Adnan Rashid Proven IslamoPhobiaPhobe!

Guest Post: Radical Moderate


A few days ago a horrible murder was committed in England. A Saudi woman had her life tragically ended by as of yet an unknown and unnamed offender [1]. I hope whoever committed this heinous crime, is swiftly brought to justice and repentance. 

One notorious Muslim speaker Adnan Rashid made the following outrageous comment on his FB page.

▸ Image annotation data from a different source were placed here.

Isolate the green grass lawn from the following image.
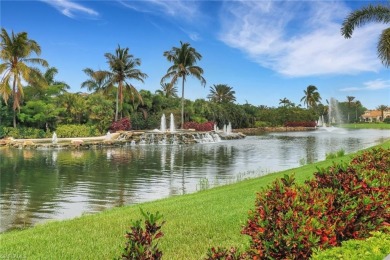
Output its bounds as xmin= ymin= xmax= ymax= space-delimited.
xmin=339 ymin=123 xmax=390 ymax=130
xmin=0 ymin=140 xmax=390 ymax=259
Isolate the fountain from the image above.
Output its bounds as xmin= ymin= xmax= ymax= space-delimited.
xmin=160 ymin=114 xmax=167 ymax=133
xmin=169 ymin=113 xmax=176 ymax=133
xmin=328 ymin=98 xmax=342 ymax=126
xmin=51 ymin=132 xmax=57 ymax=144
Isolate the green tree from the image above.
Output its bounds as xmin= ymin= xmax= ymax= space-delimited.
xmin=104 ymin=46 xmax=147 ymax=121
xmin=341 ymin=4 xmax=390 ymax=67
xmin=161 ymin=42 xmax=206 ymax=128
xmin=347 ymin=96 xmax=355 ymax=123
xmin=0 ymin=28 xmax=48 ymax=127
xmin=81 ymin=68 xmax=112 ymax=94
xmin=376 ymin=105 xmax=389 ymax=121
xmin=301 ymin=85 xmax=321 ymax=108
xmin=207 ymin=84 xmax=236 ymax=103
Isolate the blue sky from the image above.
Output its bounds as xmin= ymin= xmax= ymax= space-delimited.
xmin=0 ymin=0 xmax=390 ymax=109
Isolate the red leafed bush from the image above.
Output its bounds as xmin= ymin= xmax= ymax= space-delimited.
xmin=183 ymin=121 xmax=214 ymax=131
xmin=110 ymin=117 xmax=131 ymax=132
xmin=284 ymin=121 xmax=317 ymax=127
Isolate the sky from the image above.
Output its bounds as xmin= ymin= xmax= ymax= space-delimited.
xmin=0 ymin=0 xmax=390 ymax=109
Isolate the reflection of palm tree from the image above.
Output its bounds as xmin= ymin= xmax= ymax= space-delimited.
xmin=301 ymin=85 xmax=321 ymax=108
xmin=104 ymin=46 xmax=147 ymax=121
xmin=0 ymin=29 xmax=48 ymax=127
xmin=207 ymin=84 xmax=236 ymax=103
xmin=376 ymin=105 xmax=388 ymax=121
xmin=161 ymin=42 xmax=206 ymax=128
xmin=341 ymin=2 xmax=390 ymax=67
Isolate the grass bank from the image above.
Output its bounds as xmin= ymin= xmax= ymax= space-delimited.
xmin=339 ymin=122 xmax=390 ymax=130
xmin=0 ymin=140 xmax=390 ymax=259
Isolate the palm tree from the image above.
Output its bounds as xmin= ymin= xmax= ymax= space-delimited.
xmin=207 ymin=84 xmax=236 ymax=103
xmin=279 ymin=98 xmax=291 ymax=107
xmin=376 ymin=105 xmax=389 ymax=121
xmin=347 ymin=96 xmax=355 ymax=123
xmin=161 ymin=41 xmax=206 ymax=128
xmin=104 ymin=45 xmax=148 ymax=121
xmin=156 ymin=83 xmax=177 ymax=98
xmin=81 ymin=68 xmax=112 ymax=93
xmin=341 ymin=4 xmax=390 ymax=67
xmin=301 ymin=85 xmax=321 ymax=108
xmin=0 ymin=28 xmax=48 ymax=127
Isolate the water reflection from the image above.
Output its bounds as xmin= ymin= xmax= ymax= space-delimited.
xmin=0 ymin=130 xmax=390 ymax=231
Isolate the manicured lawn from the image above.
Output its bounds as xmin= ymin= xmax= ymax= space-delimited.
xmin=0 ymin=140 xmax=390 ymax=259
xmin=339 ymin=123 xmax=390 ymax=130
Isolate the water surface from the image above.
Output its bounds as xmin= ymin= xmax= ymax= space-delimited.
xmin=0 ymin=128 xmax=390 ymax=232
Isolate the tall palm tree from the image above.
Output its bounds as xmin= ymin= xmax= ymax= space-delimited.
xmin=81 ymin=68 xmax=112 ymax=93
xmin=347 ymin=96 xmax=355 ymax=123
xmin=376 ymin=105 xmax=389 ymax=121
xmin=341 ymin=4 xmax=390 ymax=67
xmin=104 ymin=45 xmax=148 ymax=121
xmin=207 ymin=84 xmax=236 ymax=103
xmin=161 ymin=41 xmax=206 ymax=128
xmin=0 ymin=28 xmax=48 ymax=127
xmin=301 ymin=85 xmax=321 ymax=108
xmin=156 ymin=83 xmax=177 ymax=98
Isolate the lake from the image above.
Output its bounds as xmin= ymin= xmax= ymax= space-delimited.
xmin=0 ymin=128 xmax=390 ymax=232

"One of our Saudi sisters has been brutally murdered in what appears to be an Islamophobic attack. I hold the British political establishment and media responsible for this atrocity. Our sister's blood is on their hands. All Islamophobes in the government and the fascist media must take full responsibility for this brutal murder caused by their active hate mongering against the peaceful Muslim community. I ask the Saudi government to take heed and cut ties with the British political establishment until Islamophobia is eradicated from the media as well as all political circles. Our lives are not any less important than the rest of the British population." [2]

What makes Adnad think it's an Islamophobic attack? The article he posted gave the following information:


“DS Tracy Hawkings said officers were keeping an open mind on the motive for the attack. "We are conscious that the dress of the victim will have identified her as likely being a Muslim and this is one of the main lines of the investigation but again there is no firm evidence at this time that she was targeted because of her religion," she said."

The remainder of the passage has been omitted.